Oklahoma State led the nation averaging four sacks per game last season, but the Cowboys’ lethal edge rush could be even scarier in 2022 thanks to the return of Trace Ford.

Ford spent 2021 on the Cowboys’ sideline injured, but in his stead another Edmond Santa Fe product, true freshman Collin Oliver, grew into a star (and a legend) by season’s end.

Oliver was named a Freshman All-American, was a finalist for the Football Writers Association of America’s Freshman of the Year award and earned a Big 12 Defensive Freshman of the Year award. He chiseled his name in Cowboy lore with a Bedlam-saving sack. But imagine if opposing QBs had to keep an eye for both Ford and Oliver. This fall the will.

On Monday, Mike Gundy was asked about Ford’s progress with still five months left in the offseason.

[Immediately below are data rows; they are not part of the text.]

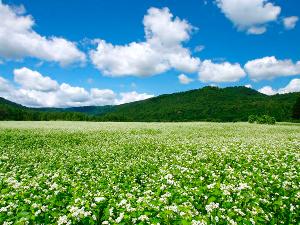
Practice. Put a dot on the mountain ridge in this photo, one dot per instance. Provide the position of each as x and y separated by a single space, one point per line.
204 104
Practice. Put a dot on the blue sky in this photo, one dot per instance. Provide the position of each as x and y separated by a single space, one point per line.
265 36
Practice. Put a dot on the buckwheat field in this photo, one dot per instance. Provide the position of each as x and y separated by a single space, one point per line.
149 173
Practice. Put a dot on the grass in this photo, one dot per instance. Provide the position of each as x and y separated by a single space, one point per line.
149 173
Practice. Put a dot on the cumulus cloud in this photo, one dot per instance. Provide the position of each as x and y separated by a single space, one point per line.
270 67
161 51
293 86
220 72
37 90
184 79
290 22
19 40
250 15
33 80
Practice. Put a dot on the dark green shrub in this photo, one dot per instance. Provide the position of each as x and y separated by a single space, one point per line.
252 119
264 119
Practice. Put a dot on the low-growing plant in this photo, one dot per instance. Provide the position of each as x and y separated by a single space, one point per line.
264 119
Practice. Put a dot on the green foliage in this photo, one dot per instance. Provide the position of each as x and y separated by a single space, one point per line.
148 173
264 119
252 119
207 104
13 111
296 110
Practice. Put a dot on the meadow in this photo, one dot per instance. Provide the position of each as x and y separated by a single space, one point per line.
149 173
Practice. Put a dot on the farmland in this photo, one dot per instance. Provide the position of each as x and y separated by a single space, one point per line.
149 173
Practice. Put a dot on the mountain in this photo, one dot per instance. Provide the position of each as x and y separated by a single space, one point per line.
90 110
205 104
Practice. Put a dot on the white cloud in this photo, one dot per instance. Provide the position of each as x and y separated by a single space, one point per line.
250 15
4 85
183 79
161 51
267 90
270 67
220 72
256 30
33 80
132 97
199 48
290 22
39 91
293 86
19 40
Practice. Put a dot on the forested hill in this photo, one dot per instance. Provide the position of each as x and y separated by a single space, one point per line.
12 111
206 104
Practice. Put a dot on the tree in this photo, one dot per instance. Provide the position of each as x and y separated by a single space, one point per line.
296 109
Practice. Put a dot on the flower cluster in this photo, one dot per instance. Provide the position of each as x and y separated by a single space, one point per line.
148 173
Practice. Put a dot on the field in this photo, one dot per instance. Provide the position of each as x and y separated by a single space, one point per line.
149 173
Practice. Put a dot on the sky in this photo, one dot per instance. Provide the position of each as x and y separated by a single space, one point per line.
96 52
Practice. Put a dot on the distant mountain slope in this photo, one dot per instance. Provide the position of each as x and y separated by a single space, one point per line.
207 104
12 111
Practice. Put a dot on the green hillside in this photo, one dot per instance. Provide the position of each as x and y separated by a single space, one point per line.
207 104
12 111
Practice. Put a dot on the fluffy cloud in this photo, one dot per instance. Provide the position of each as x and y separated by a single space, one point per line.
33 80
37 90
132 97
220 72
250 15
4 85
267 90
270 67
293 86
290 22
19 40
183 79
161 51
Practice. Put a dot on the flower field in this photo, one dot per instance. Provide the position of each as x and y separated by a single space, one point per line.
149 173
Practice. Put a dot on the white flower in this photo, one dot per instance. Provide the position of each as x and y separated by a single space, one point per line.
99 199
209 208
120 218
63 220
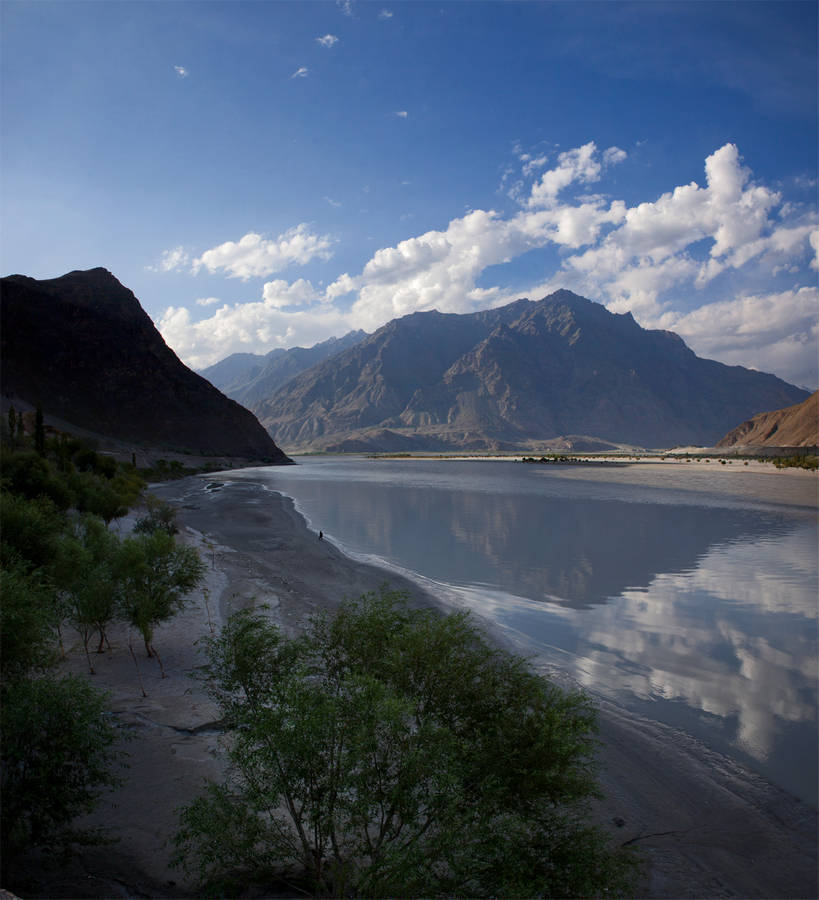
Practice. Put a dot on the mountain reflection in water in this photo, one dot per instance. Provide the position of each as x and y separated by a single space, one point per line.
692 604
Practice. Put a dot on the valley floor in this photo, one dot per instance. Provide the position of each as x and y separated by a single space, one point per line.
706 827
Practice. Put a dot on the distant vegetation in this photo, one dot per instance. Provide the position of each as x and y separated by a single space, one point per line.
799 462
394 753
62 568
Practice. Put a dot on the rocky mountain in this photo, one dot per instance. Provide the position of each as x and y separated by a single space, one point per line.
249 378
83 348
795 426
514 377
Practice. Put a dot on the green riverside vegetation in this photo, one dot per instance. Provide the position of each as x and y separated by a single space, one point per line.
61 567
390 752
384 752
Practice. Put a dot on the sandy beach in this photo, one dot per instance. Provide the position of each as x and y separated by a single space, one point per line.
705 826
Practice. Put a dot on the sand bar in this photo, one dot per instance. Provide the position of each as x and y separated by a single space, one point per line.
706 826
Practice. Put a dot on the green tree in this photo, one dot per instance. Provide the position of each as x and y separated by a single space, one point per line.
392 752
28 620
155 574
58 752
39 431
161 516
86 564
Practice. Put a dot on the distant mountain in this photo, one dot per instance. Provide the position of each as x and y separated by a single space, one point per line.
249 378
83 348
795 426
516 376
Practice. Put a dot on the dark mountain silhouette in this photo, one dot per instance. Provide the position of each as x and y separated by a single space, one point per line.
249 378
514 376
795 426
83 348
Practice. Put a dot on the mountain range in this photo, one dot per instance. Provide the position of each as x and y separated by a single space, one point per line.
249 378
82 348
516 377
795 426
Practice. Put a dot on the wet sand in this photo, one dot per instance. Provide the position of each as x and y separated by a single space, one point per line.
705 826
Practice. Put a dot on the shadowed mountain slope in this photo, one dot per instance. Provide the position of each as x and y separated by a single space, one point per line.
795 426
511 376
83 348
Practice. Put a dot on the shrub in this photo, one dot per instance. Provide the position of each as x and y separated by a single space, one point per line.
391 752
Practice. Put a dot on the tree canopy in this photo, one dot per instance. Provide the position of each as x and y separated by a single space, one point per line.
395 752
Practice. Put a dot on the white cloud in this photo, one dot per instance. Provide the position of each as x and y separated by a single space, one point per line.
613 155
640 258
281 294
253 256
253 327
172 260
776 332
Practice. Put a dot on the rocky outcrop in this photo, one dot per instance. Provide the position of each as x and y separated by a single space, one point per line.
82 347
524 373
795 426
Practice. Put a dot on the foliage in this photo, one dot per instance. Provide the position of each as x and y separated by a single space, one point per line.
155 574
394 752
56 560
57 757
800 462
86 568
29 530
27 621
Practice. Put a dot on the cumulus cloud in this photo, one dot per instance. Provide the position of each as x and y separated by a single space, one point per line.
252 327
638 258
776 332
253 256
172 260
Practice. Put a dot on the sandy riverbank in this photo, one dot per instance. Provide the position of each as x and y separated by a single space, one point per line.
707 828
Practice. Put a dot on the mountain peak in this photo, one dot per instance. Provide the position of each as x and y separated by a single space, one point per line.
82 347
516 375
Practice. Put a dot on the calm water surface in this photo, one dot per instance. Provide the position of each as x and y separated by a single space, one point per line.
685 593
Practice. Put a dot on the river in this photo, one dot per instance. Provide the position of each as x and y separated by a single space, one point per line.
685 591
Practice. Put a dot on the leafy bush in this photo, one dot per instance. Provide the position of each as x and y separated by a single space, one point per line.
392 752
57 758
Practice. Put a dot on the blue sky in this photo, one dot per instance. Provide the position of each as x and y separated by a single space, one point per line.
269 174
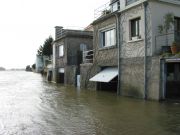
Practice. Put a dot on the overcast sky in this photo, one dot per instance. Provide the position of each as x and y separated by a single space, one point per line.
25 24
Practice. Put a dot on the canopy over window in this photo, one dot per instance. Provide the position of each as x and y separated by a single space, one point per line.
105 75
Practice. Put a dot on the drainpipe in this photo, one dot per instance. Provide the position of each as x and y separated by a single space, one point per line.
145 4
118 45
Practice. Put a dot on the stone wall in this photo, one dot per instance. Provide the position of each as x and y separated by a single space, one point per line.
154 79
70 75
87 71
106 56
132 77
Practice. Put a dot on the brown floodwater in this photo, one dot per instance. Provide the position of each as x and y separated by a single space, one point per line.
31 106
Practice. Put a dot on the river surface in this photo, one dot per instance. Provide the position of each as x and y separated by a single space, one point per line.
31 106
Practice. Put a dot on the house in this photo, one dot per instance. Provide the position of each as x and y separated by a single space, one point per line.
127 50
67 54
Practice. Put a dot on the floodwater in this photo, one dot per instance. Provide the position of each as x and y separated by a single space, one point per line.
31 106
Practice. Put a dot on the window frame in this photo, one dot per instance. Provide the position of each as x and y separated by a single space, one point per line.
135 28
177 19
115 6
103 37
61 50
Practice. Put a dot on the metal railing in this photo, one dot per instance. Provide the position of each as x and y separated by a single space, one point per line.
166 40
88 56
102 10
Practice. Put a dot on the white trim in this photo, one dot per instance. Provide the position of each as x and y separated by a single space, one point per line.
177 2
105 75
131 41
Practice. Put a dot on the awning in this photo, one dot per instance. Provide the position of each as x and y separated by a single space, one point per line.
105 75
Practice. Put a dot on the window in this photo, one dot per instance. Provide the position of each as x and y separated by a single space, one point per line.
61 50
128 2
135 29
115 6
177 28
108 38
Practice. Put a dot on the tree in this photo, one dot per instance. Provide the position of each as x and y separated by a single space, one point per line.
40 50
34 66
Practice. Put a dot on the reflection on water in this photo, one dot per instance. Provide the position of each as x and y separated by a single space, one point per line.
30 106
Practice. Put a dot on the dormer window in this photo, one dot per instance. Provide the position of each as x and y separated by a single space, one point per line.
114 5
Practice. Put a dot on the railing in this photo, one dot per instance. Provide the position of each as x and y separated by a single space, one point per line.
166 40
102 10
88 56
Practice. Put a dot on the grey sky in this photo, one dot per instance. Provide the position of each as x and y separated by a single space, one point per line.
25 24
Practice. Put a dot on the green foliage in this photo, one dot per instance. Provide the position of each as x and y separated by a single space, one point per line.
34 66
39 51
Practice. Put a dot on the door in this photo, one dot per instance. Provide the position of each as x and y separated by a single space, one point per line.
173 81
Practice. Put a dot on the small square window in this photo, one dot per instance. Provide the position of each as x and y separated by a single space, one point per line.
135 28
61 50
108 38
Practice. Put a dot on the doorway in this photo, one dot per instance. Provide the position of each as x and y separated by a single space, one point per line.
108 86
172 81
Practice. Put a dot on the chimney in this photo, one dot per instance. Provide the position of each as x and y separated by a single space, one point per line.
58 31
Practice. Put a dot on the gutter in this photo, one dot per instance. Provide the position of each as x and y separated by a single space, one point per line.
118 46
145 4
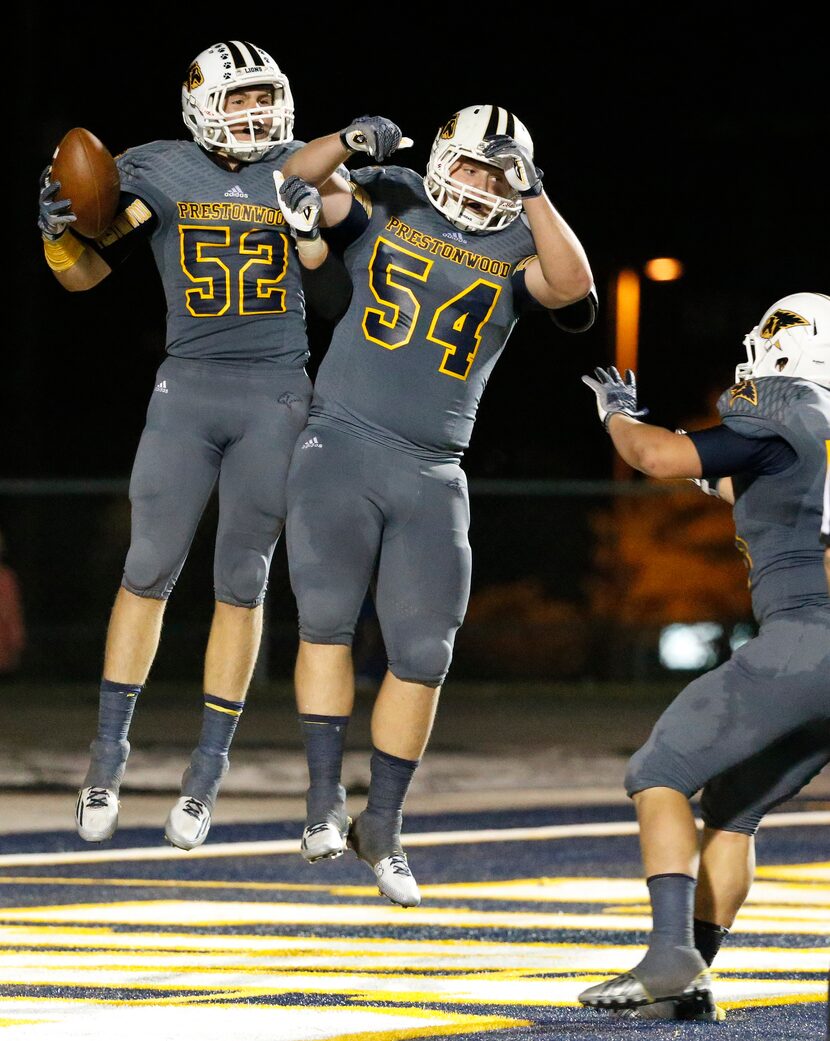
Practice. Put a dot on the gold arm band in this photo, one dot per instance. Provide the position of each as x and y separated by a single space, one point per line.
64 253
312 251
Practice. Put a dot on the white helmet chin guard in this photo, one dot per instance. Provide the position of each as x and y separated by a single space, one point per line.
793 338
234 66
458 138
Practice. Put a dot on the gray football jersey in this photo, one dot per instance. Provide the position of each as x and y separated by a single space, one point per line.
430 313
777 515
229 270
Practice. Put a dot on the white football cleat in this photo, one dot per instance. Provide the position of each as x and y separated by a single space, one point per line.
96 814
396 881
324 841
189 823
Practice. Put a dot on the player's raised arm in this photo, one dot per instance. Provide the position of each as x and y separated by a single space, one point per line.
652 450
317 162
560 274
74 264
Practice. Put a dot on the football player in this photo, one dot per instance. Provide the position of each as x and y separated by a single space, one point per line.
754 731
443 265
229 401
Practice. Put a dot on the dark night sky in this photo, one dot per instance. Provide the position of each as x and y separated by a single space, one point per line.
685 135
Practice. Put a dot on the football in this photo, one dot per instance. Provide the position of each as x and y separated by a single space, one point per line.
89 177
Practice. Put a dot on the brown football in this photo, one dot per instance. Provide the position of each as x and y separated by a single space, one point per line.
89 177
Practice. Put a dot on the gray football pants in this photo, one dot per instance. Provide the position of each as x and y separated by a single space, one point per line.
208 422
355 508
751 733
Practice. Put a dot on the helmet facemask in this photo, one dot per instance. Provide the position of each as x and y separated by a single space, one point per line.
793 339
217 73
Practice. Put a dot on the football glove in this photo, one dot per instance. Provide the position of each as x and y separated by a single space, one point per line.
614 394
53 217
300 203
514 159
374 134
707 487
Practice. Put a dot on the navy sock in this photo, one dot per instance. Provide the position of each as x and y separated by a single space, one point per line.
109 750
116 705
209 760
673 906
380 822
324 738
708 938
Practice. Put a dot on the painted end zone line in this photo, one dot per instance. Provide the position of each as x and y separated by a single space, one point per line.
276 847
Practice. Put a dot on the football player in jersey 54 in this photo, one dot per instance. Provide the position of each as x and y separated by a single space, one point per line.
443 265
751 733
228 401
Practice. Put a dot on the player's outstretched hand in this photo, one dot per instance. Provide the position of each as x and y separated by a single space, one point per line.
517 162
614 394
374 134
707 487
53 217
300 204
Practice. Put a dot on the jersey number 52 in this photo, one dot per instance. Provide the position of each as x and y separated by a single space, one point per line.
237 275
456 325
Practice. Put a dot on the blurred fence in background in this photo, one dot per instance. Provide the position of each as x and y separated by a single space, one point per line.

“He’s ready to go,” said Gundy. “I was told last week that he was cleared through his doctors, so he can do individual work and go full speed, but we’re not going to put him in any live drills. And then he had something last week, they were checking his tonsils or something, I mean, just nothing big, so he wasn’t out there. But he’s released and ready to go. His knees are back up and running and he’s ready to roll.”

Ford, the former All-Big 12 honorable mention, missed all of last season thanks to a knee injury he suffered in practice the week before the Cowboys’ season-opener against Missouri State.

He was fresh off a 4.5-sack season, had 15 starts under his belt, and was a sure-fire difference-maker before that setback. The Cowboys would go on to make their first Big 12 title game — coming mere inches short of their second Big 12 crown — before enjoying a historic comeback in a NY6 game. All without Ford. Imagine the possibilities.

According to Gundy, Ford is more of a watch-and-listen leader, but he was around and supportive of his teammates. Playing spectator instead of breakout star — especially one in which all eyes were on a Cowboys defense — had to be hard for the Cowboys’ quiet leader.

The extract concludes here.